Те, кто питаются тенью - страница 4



Тогда я впервые почувствовал, что что-то со мной не так. Я наблюдал за сверстниками, как они радостно поедают угощения, и пытался понять, почему у меня не возникает никакого желания сделать то же самое. Сначала я думал, что просто не голоден, но чем дольше длился праздник, тем больше меня начинало тревожить собственное поведение. Я испытывал голод, но не к той пище, которая была вокруг. Это было странно, но я не мог этого объяснить ни себе, ни кому-либо ещё.

Я помню, как один из детей уронил мороженое на землю и заплакал.
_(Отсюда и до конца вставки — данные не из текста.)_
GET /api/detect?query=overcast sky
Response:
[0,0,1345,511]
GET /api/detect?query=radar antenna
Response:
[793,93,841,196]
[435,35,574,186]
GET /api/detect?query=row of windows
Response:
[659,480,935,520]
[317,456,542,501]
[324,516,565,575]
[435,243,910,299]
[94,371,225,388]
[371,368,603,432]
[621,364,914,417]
Воспитатель тут же дал ему другое, а я просто смотрел на это и не мог понять, почему мне не хочется попробовать то же самое. Это чувство было странным, почти инстинктивным, как будто я был бы не в своём теле. Вдруг мой взгляд зацепился за человека, который проходил мимо нас по дорожке. Высокий мужчина с загорелой кожей, у которого на руке был небольшой порез. Крошечная капля крови стекала по его пальцу, и мне вдруг показалось, что я чувствую её запах.

Этот момент врезался мне в память. В тот день я не мог найти объяснения тому, что со мной происходило. Просто чувство, что я другой, не такой, как все вокруг. Тогда я ещё не знал, что это значит, но внутри зародилась тревога, которая больше никогда не оставиляла меня в покое.

Мама тоже была на празднике. Она держалась на расстоянии, непринуждённо разговаривая с другими родителями, но её взгляд то и дело возвращался ко мне. Тогда я не осознавал, что она не просто наблюдает – она тревожится. Теперь, оглядываясь назад, я понимаю: мама сомневалась, но у неё не было выбора. Ей нужно было работать, а детский сад казался лучшим решением.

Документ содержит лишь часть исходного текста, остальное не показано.